Young scientists make their names
WHAT'S in a name? Quite a lot, according to budding young social scientist Mary Hand.
The 14-year-old second year student at Our Lady's College in Drogheda, Co Louth, used her own Christian name in an experiment to see whether people pre-judge others based on their names alone.
And her findings, revealed on the opening day of the BT Young Scientist and Technology Exhibition at the RDS in Dublin yesterday, speak volumes about the way we view strangers based on their names.
Using a list of the top 10 most popular names in 2010 and in 1960, she asked respondents to assign characteristics to the names.
She found that the more traditional names like John, Mary and David were received positively, while "trendy" names like Ethan and Jackson were regarded much more negatively.
"For whatever reason people prefer old-fashioned names," she said in her stall at the 48th annual science fair yesterday.
A poll of teachers she conducted also revealed the same prejudice.
"When they read the classrolls of students they hadn't seen before they would say 'that person is going to be trouble' just because their name was a bit more modern or sounded different," she said.
Having a name like Mary herself has been both a blessing and a curse, she added.
"People treat me as though I'm an adult sometimes.
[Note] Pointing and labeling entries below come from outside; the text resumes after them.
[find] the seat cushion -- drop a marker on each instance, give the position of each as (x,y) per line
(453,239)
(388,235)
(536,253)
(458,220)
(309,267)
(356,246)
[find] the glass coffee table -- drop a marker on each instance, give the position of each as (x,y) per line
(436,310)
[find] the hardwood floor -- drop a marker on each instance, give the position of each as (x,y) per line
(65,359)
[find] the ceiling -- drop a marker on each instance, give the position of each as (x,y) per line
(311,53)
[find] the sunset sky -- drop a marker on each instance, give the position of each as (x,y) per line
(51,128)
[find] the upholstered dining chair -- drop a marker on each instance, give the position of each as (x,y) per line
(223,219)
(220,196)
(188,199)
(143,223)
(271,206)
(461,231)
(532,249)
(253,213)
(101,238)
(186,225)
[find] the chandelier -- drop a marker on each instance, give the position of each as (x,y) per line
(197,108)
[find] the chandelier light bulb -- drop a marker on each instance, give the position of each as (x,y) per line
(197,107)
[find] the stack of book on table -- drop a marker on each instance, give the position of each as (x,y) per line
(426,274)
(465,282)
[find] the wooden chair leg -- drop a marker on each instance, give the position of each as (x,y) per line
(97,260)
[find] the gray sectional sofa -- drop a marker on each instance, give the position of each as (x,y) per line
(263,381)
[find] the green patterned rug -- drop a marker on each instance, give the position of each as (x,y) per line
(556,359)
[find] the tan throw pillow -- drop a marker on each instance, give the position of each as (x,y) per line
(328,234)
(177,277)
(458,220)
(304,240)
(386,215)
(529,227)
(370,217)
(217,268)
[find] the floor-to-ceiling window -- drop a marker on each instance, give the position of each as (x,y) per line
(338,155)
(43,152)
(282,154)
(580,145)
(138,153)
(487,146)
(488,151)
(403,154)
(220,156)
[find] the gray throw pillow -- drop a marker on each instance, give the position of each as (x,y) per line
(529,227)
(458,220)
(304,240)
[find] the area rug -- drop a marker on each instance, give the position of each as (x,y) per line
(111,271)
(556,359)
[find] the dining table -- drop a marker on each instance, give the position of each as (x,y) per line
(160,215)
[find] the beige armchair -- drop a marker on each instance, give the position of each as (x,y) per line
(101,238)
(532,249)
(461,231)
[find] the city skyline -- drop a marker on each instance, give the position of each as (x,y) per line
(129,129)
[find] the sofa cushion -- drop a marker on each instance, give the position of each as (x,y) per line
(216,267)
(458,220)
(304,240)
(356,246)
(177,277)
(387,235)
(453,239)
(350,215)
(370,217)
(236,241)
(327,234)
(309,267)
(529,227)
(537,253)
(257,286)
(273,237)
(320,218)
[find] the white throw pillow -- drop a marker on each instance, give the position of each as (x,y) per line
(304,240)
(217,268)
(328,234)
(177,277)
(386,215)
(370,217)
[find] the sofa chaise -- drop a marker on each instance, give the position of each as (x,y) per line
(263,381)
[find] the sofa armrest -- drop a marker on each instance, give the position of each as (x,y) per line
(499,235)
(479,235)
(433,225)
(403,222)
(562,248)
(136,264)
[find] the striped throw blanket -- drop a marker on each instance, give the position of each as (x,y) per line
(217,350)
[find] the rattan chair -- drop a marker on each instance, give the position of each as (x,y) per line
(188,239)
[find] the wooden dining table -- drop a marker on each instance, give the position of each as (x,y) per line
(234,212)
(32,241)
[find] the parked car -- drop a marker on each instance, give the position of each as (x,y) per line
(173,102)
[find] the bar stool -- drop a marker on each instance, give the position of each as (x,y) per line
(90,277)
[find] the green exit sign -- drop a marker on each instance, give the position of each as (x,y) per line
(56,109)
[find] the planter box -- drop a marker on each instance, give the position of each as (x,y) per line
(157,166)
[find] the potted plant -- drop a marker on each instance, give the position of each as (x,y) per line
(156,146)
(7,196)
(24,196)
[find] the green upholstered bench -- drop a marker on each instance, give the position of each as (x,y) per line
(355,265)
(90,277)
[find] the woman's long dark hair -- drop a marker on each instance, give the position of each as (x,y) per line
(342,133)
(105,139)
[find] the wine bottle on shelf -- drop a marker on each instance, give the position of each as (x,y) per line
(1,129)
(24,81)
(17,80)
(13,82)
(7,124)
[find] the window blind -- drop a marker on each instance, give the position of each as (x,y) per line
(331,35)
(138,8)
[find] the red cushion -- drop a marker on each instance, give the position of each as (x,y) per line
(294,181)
I'm expected to be mature and responsible -- especially if they just hear my name, they think I'm older," she said.
"I feel awkward telling someone my name is Mary because I think they're going to treat me that way," she said.
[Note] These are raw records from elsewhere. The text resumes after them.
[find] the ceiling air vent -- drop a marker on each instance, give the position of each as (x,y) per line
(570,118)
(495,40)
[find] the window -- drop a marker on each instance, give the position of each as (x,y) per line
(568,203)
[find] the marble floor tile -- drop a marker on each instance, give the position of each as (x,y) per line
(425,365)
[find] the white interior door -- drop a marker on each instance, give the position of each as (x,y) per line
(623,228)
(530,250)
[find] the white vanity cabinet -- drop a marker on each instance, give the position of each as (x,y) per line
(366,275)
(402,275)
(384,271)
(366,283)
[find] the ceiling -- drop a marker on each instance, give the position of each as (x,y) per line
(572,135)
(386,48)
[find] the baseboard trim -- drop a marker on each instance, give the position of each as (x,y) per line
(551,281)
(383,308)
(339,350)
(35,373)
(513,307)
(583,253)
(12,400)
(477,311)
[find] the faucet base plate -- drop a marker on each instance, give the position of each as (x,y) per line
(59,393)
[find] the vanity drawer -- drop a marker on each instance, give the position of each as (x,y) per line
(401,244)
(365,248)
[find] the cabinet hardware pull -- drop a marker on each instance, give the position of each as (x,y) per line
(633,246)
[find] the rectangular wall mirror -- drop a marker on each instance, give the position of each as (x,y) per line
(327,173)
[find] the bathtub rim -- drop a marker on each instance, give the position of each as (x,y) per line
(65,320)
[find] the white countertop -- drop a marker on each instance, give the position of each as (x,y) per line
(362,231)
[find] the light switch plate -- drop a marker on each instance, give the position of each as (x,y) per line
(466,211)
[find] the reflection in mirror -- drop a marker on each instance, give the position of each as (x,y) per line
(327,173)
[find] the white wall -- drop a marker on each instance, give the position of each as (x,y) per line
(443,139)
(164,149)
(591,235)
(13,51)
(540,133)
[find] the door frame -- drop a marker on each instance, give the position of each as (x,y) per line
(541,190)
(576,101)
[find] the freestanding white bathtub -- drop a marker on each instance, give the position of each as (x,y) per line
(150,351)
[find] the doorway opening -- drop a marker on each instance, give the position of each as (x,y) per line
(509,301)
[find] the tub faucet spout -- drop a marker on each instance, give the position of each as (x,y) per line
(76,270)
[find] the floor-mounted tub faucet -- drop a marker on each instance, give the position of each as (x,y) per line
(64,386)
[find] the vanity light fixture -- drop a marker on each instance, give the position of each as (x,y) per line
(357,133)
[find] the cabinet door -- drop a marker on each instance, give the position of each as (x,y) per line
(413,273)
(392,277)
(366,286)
A few booths over, transition year students Chloe Kilmartin (16) and Natasha Conteh (15) asked the burning question: "What goes through the minds of teenage girls?"
Not much, according to their findings.
The students from the all-girls Scoil Mhuire Gan Smal in Roscommon surveyed fellow students aged 13-16 on the top 10 thoughts that occupy their minds each day compared with their colleagues at Roscommon Community College.
Not surprisingly, boys ranked at the top of both lists, followed by their appearance, friends and social outings.
"The least thought-about thing was politics," said Ms Conteh, adding that thoughts of school and careers also ranked near the bottom.
Among the 1,200 students at the exhibition -- who are being quizzed by judges on their projects for the coveted title of BT Young Scientist of the Year -- was Enya McNamara (15) and Nora Spillane (13).
The transition year students from Colaiste Choilm made some startling discoveries about the hidden dangers lurking at make-up counters at department stores and pharmacies across the country.
They set out to find if brushes used by make-up artists harbour hidden bacteria and other germs.
Their answer was a disturbing yes.
The majority of brushes that they swabbed tested positive for dangerous bacteria like streptococcus, which can cause serious infection, especially if it enters the bloodstream through a cut.
Meanwhile, the exhibition, which opens to the public today, was launched by Taoiseach Enda Kenny yesterday and he encouraged the students to pursue a career in science.
"I very much hope that some of the projects researched and exhibited here today will be the start of yet more ground-breaking discovery, innovation and application," he said.